Xtrah’s unhurried, selective attention to Cyberfunk detail is ticking all the right boxes. Taking time, refusing to saturate an already bulging tech D&B market, each release has dealt in both premium sonics and a strong presence of tomorrow’s talent with each EP featuring established and future prospects.
The label’s first release of 2016 sees Xtrah back up this statement with the first solo artist fronted EP: Phentix – Pitch Black. Five tracks of slinky, purring, pneumatic tech funk D&B, it’s another bold manoeuvre from the young Linz resident who was last featured on this site in our extensive guide to Austria’s thriving D&B scene. Stealthily punctuating the genre with low-key cuts since 2011, Pitch Black is a clear-levelling up exercise with support from the likes of Noisia and has already dented the number one spot in the Beatport D&B chart.
We called him to find out more. Turns out music runs in his DNA – his family runs Linz’s longest running record store. A family business since it began as a book shop over 150 years ago. Up-keeping the family tradition, he just sells units in a different way…
You must have grown up around a lot of vinyl?
Oh for sure, I love it. I never learnt to mix it but I dig the actual product – the physicality of it. I might be new generation but I love and research the old stuff as much as I can.
So last time we featured you was a guide to Austrian D&B. Loads going on over there right now!

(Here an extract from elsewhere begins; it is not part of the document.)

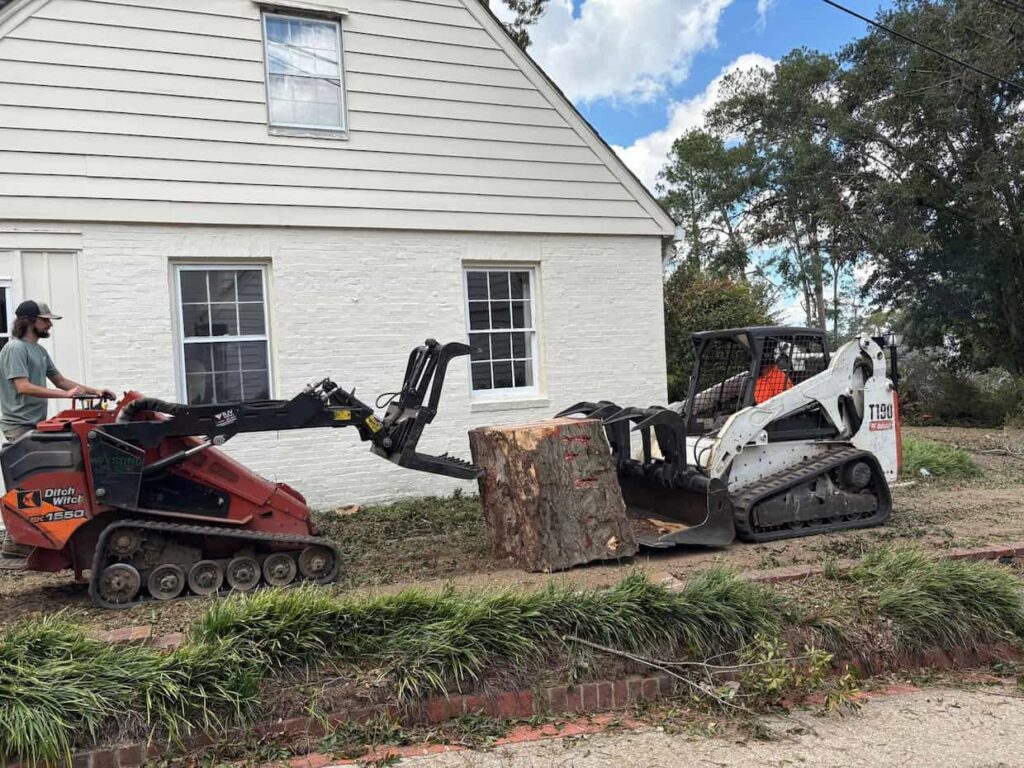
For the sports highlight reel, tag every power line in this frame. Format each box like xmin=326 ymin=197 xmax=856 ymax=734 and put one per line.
xmin=821 ymin=0 xmax=1024 ymax=93
xmin=989 ymin=0 xmax=1024 ymax=13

It’s a very exciting place right now. Alongside Czech Republic and The Netherlands we’ve got one of the healthiest scenes in mainland Europe. Vienna’s got some of the country’s oldest, most prestigious venues like Flex and there are more opening up all the time.
UK could take a leaf out of Austria’s books at the moment…

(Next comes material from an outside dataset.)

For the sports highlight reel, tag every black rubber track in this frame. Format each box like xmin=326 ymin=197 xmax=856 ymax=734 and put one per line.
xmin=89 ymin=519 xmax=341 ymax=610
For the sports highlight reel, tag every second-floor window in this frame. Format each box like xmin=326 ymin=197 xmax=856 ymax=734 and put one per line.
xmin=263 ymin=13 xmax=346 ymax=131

Yes, sadly. In fact just this month there’s been a change in the Vergnügungssteuer, which is an entertainment tax. It has been dropped from musicians and venues which gives anyone involved in parties a little more freedom and room to actually make a living in Vienna and across all of Austria
So you’re based in Linz which most D&B heads will know for one thing…

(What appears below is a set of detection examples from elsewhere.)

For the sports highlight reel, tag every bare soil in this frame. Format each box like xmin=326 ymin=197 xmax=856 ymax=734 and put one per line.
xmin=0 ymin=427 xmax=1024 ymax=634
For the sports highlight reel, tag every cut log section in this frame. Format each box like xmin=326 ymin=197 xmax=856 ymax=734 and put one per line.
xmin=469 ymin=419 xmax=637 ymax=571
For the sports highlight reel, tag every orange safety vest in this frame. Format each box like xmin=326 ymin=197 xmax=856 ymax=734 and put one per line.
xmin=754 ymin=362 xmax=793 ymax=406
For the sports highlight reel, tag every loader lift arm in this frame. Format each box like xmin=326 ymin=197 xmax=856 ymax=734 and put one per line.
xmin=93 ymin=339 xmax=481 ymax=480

Mefjus! He’s a proper dude. I met Xtrah through him actually. Xtrah was hosting a Cyberfunk party with Bass Invaderz and Martin hooked us up. I played him some tracks and he signed Hoax to the Matriarch EP. It was a very humbling situation – having Martin invite me down to his studio and play tracks to Xtrah was incredible. You sit there in your studio, working hard and not really knowing you’ll ever get it to the big guys you want to hear playing it then cool shit like that happens.
Did you already have the EP racked up to follow Hoax or is it all fresh produce?
I had sketches but it’s my first EP for Cyberfunk and a chance to express myself so I went in deep with the fresh produce! I love Cyberfunk’s insistence on funk so I really wanted to focus on that. We started with Afterlife and it’s ended up as five tracks with two collaborations. I’m really happy with it.
So this isn’t a brand new hype – you’ve been on this for five or so years now haven’t you?
Yeah but that old stuff is really old man! Very simple sample-based easy drum & bass. It wasn’t very technical, I just wanted to make music that’s nice to me. Five years ago that seemed okay but the longer you producer drum & bass you find yourself in your sounds. I’ve taken a long time to really study the techniques and really get inside my sound.
You’re kinda sounding a bit like Xtrah with that description!
He’s super deep into the technical details! But, as I said, the one thing I’ve loved about him is the funk. It’s always there in every tune he does. I love funk – like proper raw traditional funk – and disco is one of the best genres ever made. Soul and emotions – you can’t lose it.
Easy to do in the more technical side of D&B…
Yes – you realise that fact the most when you’ve been working on a single bass sound for hours on end. You have to step back and ask yourself if the vibe is there. If it is, don’t push it. If it isn’t then move on. I always go back to Break’s old tracks for inspiration in that way. The gritty, rough soul and vibe. That’s so much more important than the cleanest mixdown ever. It’s coming back the other way… In Sun & Bass I heard a lot of vibey tracks out there and the mixdown wasn’t the main focus. That’s not to say shitty mixdowns are okay… But vibe should always come first – whether it’s liquid, neuro, the hardest or the funkiest.
Is that a hint at what’s to expect next?
Who knows? I know I’ll never limit myself to on particular style. I’ve grown up around a lot of incredible music and love so many styles. If it feels right and it’s got the soul and funk then I’ll make it.